I really appreciate this thread and keep coming back to it as I love the analysis, especially incorporating the discount rate and dues predictions. However I have a question I hope someone who has thought more about this can answer:
How should I think about the time value of money with respect to dues and the portion of ownership costs that relate to that? Given two resorts that have similar total costs of ownership over the time horizon in question, shouldn't I value a contract where the cost is mostly near the end over one that has a higher upfront cost?

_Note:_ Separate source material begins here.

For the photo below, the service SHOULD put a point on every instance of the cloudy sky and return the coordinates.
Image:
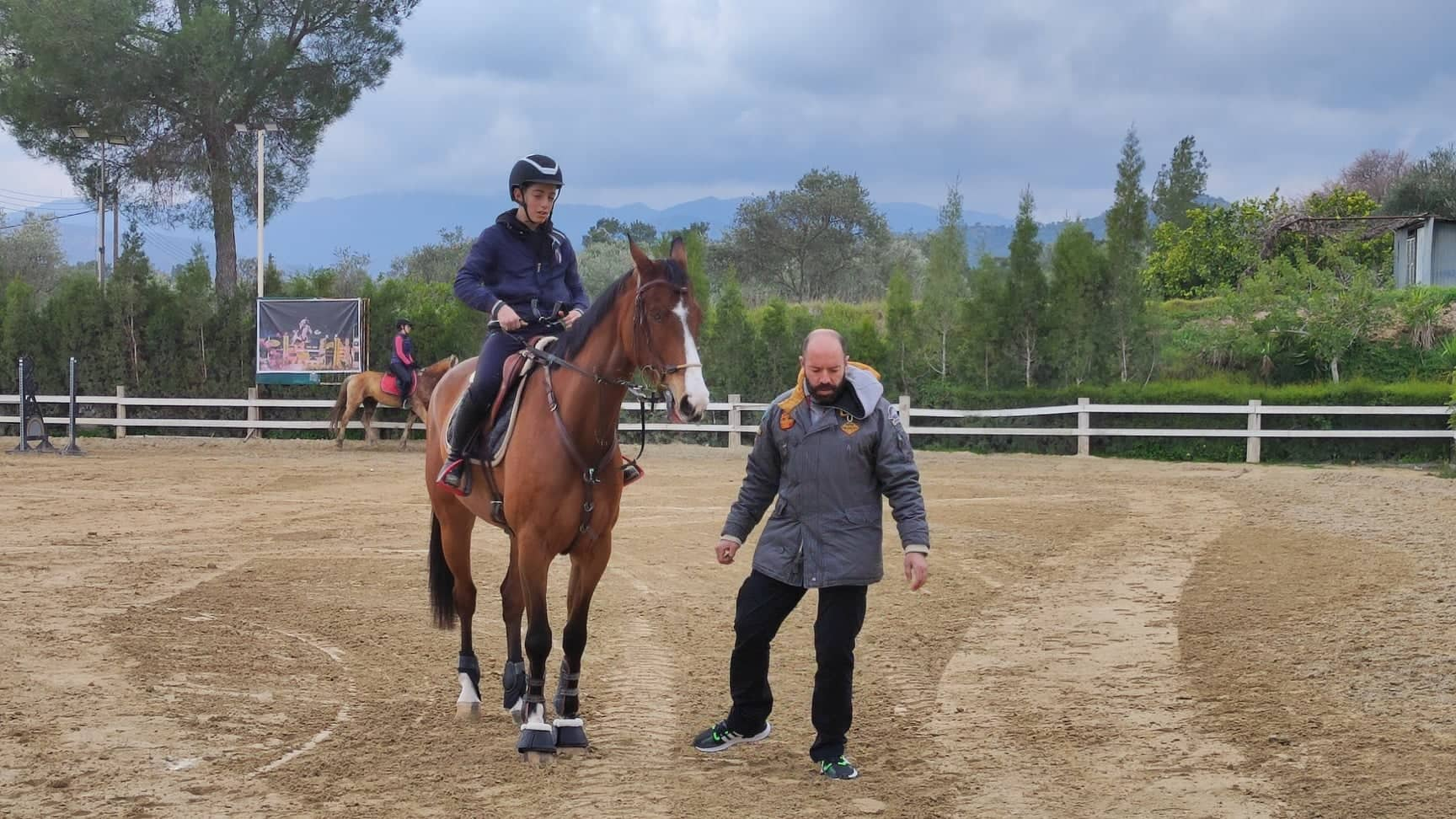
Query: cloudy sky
(663, 101)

I'll pick PVB-R and SSR just to make an example financially (obviously there are many non-financial differences between these resorts). For the sake of argument, let's look at a 17 year time horizon and assume that the dues predictions are completely accurate.
The January 2025 update from
@ehh shows that the Years 1-17 cumulative cost of ownership is very close (within 0.1%) with SSR at $295.41/point and PVB-R at $295.09/point. However, SSR has a much lower upfront cost and higher predicted dues over the 17 year period.
In Year 1:
SSR: $14.91 per point
PVB-R: $17.33 per point
In Year 17:
SSR: $21.53 per point
PVB-R: $18.54 per point
I feel like PVB-R actually has a much higher "cost" over the 17 year period because so much of it is in Year 1 (purchase price) whereas a higher percent of the SSR cost is dues farther in the futuer.
I assume these are in nominal dollars. If I want to take into account the time value of money for the whole contract, should I discount future dues at the same discount rate (let's say 5%) as I do the points? Is the best way to compare to compute the net present value of the upfront cost + discounted dues over the time horizon and then compare?